Edite completou a obra com dois apêndices: o primeiro titulado «O castelo da alma» (cf. Ficha 59); e o segundo sobre a filosofia existencial de Martin Heidegger (cf. Ficha 60).

 

b) Estrutura da obra

Além de se tratar da principal obra de Edite, é o seu trabalho mais extenso. A riqueza dos conteúdos fica muito bem reflectida na própria distribuição. Repete-se novamente um esquema ascendente, como já vimos noutros escritos dela. A obra está dividida em oito grandes partes:

  1. Introdução: a questão do ser
  2. Acto e potência enquanto modos de ser
  3. Ser essencial e ser real
  4. Essência, substância, forma e matéria
  5. O ente enquanto tal (os transcendentais)
  6. O sentido do ser
  7. Imagem da Trindade na criação
  8. Sentido e fundamento do ser individual

 

c) Conteúdo

Esta obra de Edite pela sua extensão e pelo seu objectivo, é uma obra muito completa por diversos motivos:

– sistematiza o amplo arco do seu pensamento,

– procura favorecer o diálogo entre a filosofia cristã e a filosofia moderna,

– não cria rupturas entre o campo da filosofia, da teologia e da mística.

De facto, um dos seus companheiros e grande amigo, o filósofo francês Alexander Koyré, definiu esta obra como a sua autobiografia intelectual. Poderíamos dizer até que com esta obra Edite inaugura um novo género literário, que poderíamos denominar como «autobiografia filosófica», no sentido de que o seu filosofar segue a mesma trajectória seguida pela sua vida.

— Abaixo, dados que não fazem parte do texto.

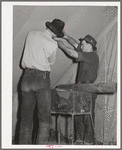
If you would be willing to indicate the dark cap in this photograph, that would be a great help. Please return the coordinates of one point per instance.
(56, 26)
(89, 39)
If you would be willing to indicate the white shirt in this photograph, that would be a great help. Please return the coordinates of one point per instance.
(40, 51)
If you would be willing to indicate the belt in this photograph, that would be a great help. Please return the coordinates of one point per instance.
(37, 71)
(84, 82)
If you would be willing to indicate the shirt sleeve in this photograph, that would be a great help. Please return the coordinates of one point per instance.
(78, 48)
(52, 58)
(89, 57)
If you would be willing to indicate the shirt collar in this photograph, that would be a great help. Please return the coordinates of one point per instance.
(48, 34)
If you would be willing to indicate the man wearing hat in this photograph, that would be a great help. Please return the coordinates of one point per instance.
(39, 54)
(88, 63)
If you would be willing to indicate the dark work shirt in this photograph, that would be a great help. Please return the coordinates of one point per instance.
(88, 63)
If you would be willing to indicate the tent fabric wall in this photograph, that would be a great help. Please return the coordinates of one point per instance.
(106, 105)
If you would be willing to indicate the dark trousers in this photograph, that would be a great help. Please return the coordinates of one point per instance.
(35, 88)
(84, 127)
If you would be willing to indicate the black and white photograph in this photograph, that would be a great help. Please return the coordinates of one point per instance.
(60, 75)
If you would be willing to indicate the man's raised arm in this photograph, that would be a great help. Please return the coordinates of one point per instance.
(70, 40)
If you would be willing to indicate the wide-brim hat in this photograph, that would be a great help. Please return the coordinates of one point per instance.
(56, 26)
(91, 40)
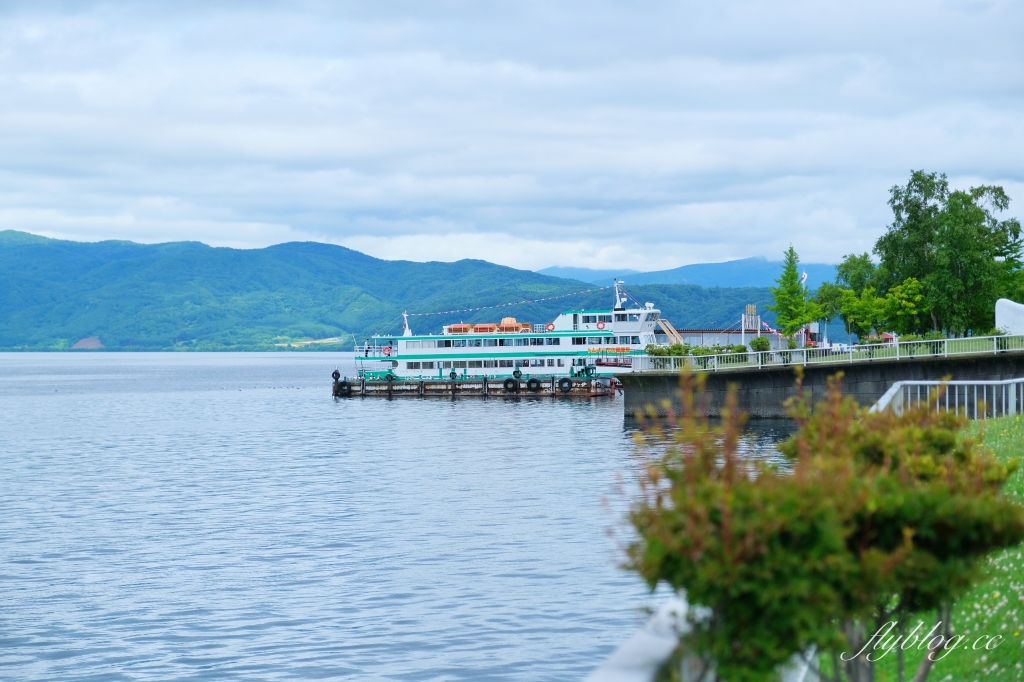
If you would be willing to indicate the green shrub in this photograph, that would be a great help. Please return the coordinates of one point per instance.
(760, 344)
(875, 518)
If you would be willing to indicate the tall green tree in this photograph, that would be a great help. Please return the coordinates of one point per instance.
(793, 306)
(904, 309)
(856, 272)
(953, 244)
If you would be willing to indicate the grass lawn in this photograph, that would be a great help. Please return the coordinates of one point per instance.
(995, 606)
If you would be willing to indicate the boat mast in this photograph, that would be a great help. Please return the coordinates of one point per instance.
(620, 297)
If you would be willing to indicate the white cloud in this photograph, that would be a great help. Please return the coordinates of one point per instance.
(532, 134)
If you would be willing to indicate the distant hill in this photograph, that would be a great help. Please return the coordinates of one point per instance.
(189, 296)
(744, 272)
(586, 274)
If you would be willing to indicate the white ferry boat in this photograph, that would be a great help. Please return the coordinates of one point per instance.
(576, 344)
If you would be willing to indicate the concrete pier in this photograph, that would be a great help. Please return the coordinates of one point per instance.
(763, 392)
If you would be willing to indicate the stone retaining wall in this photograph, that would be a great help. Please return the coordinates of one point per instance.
(763, 392)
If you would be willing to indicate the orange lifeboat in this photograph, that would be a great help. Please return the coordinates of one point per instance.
(509, 325)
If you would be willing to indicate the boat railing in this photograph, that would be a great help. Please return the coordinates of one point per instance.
(861, 353)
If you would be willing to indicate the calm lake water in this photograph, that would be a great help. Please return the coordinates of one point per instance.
(219, 516)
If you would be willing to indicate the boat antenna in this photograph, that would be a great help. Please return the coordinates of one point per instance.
(620, 299)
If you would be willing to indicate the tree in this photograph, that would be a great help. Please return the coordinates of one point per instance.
(878, 516)
(792, 305)
(904, 307)
(856, 272)
(952, 244)
(861, 313)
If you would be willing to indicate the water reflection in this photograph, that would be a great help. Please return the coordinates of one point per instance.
(760, 440)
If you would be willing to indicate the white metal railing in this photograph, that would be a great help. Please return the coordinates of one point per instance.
(897, 350)
(975, 399)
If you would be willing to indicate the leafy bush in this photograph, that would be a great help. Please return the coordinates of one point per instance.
(877, 516)
(760, 344)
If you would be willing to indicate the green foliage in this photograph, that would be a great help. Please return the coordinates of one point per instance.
(187, 296)
(861, 313)
(904, 307)
(856, 272)
(828, 298)
(954, 246)
(760, 344)
(791, 303)
(878, 516)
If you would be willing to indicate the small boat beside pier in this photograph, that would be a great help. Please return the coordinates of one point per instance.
(476, 386)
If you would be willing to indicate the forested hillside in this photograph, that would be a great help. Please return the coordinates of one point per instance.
(190, 296)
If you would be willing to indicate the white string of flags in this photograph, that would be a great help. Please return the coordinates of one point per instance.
(505, 305)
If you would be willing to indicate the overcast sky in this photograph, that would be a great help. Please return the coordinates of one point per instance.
(602, 134)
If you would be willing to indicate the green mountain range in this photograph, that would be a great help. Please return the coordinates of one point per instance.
(189, 296)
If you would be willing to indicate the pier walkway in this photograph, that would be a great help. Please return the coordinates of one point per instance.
(765, 380)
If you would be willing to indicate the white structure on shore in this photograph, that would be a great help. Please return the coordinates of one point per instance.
(1010, 316)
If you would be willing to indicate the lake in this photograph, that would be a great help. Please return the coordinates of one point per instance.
(200, 516)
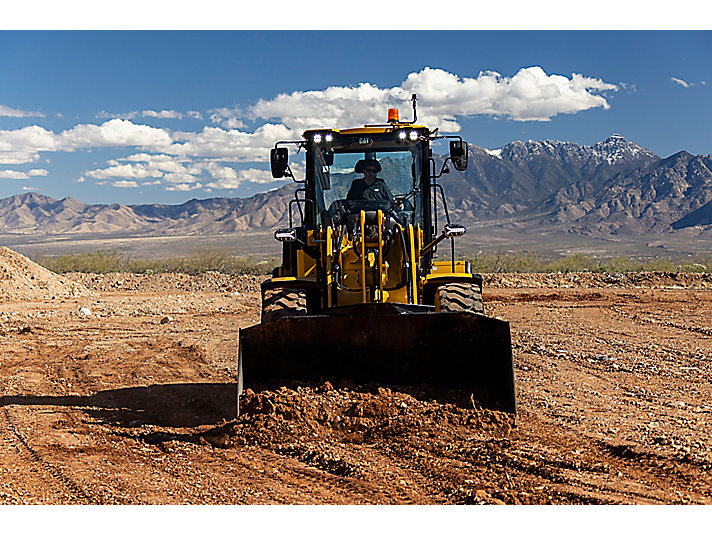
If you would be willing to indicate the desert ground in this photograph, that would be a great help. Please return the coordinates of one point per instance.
(120, 389)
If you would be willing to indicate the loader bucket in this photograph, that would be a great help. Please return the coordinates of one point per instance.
(388, 344)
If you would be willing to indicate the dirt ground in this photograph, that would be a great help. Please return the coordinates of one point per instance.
(120, 389)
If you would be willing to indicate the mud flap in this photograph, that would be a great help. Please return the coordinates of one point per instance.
(382, 343)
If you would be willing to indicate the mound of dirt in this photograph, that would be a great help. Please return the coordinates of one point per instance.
(652, 280)
(326, 427)
(210, 281)
(23, 279)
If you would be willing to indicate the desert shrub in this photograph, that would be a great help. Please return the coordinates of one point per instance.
(100, 261)
(531, 262)
(197, 262)
(506, 262)
(578, 263)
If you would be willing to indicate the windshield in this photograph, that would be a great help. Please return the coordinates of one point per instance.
(393, 188)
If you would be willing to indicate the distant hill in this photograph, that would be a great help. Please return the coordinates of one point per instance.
(611, 187)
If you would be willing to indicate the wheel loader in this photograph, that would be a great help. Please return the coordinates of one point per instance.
(366, 290)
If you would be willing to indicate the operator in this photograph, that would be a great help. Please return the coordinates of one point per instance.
(370, 187)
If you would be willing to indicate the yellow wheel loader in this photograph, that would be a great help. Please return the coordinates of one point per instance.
(361, 293)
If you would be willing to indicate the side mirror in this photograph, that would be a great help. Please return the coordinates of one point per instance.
(286, 235)
(458, 154)
(454, 230)
(279, 160)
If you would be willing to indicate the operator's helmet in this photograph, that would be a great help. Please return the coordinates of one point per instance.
(363, 163)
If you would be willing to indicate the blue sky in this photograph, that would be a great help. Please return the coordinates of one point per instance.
(163, 117)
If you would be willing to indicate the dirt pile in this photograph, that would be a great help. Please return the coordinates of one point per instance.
(652, 280)
(210, 281)
(22, 279)
(332, 430)
(218, 282)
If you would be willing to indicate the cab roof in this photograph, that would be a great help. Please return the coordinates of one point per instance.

A autora pretende elaborar uma «filosofia cristã», que será outro dos aspectos originais da obra: as suas fontes não se limitam só ao campo do natural-filosófico, mas continua a sua ascensão até Deus com a ajuda das verdades da revelação, da teologia e da mística.

Na introdução deixa bem claro o seu objectivo: «A obra centrou-se no problema do ser. A comparação entre o pensamento tomista e o pensamento fenomenológico foi o resultado da análise deste problema. E estas duas preocupações, as investigações sobre o sentido do ser e o esforço de fundir o pensamento medieval com o pensamento vivo contemporâneo, não constituem somente a meta pessoal da autora deste livro, mas dominam também a vida filosófica e são consideradas por muitos filósofos como absolutamente necessárias» (SF 14).

O modo de proceder ao longo da obra segue um ritmo ascendente. O primeiro capítulo ou parte tem uma carácter introdutório e de clarificação hermenêutica e metodológica. Aqui começa por nos introduzir na doutrina tomista do acto e da potência, que constituirão uma base fundamental de toda a obra. Afronta, além disso, outra série de questões problemáticas que quer esclarecer desde o início: a relação do ser e do tempo, as dificuldades da expressão linguística e o sentido de uma filosofia cristã, quase como querendo «definir» a sua obra a partir desta terminologia.

Os capítulos 2 a 6, que ocupam mais de metade da obra, estão consagrados ao estudo do «ser». No segundo, terceiro e quarto, centra-se na «terminologia» clássica da filosofia aristotélico-tomista. Ocupa-se respectivamente das noções, significados, aplicações e conclusões dos conceitos de «acto e potência» (cap. 2), ser essencial e real (cap. 3), essência, substância, matéria e forma (cap. 4). Nos capítulos quinto e sexto estuda os transcendentais, e o sentido do ser respectivamente. Neste último capítulo penetra já no campo da revelação, como base de apoio para a investigação ulterior: Deus como o Ser, e o Verbo como criador.

O capítulo sétimo apresenta uma originalidade especial neste contexto. O tema é a imagem da Trindade na criação. Uma criação que abrange o ser do homem em si e na sua unidade estrutural (corpo, alma, espírito), mas também os espíritos puros criados (os anjos), as coisas materiais, e os seres vivos impessoais. Na hora de se aproximar da imagem divina do homem, Santo Agostinho vai ser para ela uma grande ajuda.

O capítulo oitavo e último, aborda um dos temas que sempre preocupou Edite: a questão da individualidade do ser humano. Tema que já é central nos seus primeiros escritos antes da conversão, e que à luz da revelação adquire um sentido mais radical e completo.


Javier Sancho. 100 Fichas sobre Edith Stein. Edições Carmelo, Avessadas, 2008. Pp. 134-135.